There are several specific escapes:
string name decimal
\0Null 0
\bBackspace 8
\tTab 9
\nNew line 10
\vVertical tab 11
\fForm feed 12
\rCarriage return13
\"Double quote 34
\'Apostrophe 39
\\Backslash 92

Along with several character code escape sequences:

  1. Octal: Character codes between 0 and 255 (inclusive) can be represented by a backslash followed by one to three octal digits.
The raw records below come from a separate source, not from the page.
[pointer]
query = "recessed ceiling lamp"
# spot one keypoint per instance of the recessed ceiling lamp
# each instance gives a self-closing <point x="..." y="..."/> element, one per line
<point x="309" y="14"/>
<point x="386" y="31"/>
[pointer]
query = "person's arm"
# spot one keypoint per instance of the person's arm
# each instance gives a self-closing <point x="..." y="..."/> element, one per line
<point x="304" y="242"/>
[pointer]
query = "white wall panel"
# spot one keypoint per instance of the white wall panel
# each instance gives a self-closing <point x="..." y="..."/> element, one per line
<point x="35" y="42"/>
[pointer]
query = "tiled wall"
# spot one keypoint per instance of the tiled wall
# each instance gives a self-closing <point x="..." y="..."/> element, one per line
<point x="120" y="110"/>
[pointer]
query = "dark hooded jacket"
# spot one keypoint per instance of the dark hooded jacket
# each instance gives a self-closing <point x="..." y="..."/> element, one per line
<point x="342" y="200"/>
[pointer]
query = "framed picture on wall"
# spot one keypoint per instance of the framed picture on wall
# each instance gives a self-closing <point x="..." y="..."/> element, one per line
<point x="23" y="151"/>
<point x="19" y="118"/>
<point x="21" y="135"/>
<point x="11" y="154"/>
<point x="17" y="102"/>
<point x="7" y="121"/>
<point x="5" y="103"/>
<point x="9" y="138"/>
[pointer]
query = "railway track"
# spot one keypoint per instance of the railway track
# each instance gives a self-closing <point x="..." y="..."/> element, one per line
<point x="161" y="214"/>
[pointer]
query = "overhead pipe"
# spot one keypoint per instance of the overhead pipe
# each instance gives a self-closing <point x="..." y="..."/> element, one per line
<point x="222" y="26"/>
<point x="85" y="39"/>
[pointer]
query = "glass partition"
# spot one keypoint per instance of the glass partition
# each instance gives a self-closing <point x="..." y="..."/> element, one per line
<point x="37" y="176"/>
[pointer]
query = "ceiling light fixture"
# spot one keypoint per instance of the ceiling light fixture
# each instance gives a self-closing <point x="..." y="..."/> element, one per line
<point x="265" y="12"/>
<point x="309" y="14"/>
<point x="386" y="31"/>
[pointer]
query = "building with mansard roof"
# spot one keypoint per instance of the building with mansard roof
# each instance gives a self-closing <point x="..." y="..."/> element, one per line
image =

E.g., "\123" == "S" and "\12" == "\n". The interpretation is greedy, so it will consume as many octal digits after the backslash as it can, i.e., "\127" == "W", but "\128" == "\n8", since 8 is not an octal digit.
  2. Hexadecimal: The same characters, those between 0 and 255, inclusive, can be represented by hexadecimal escapes, too. These have the prefix \x, and always require both digits. E.g., "\xFE" == "þ", "\x0a" == "\n".
  3. Unicode: All Unicode characters in the basic plane (0 through 65535) can be represented with the prefix \u, followed by four hexadecimal digits. E.g., "\u00FE" == "þ".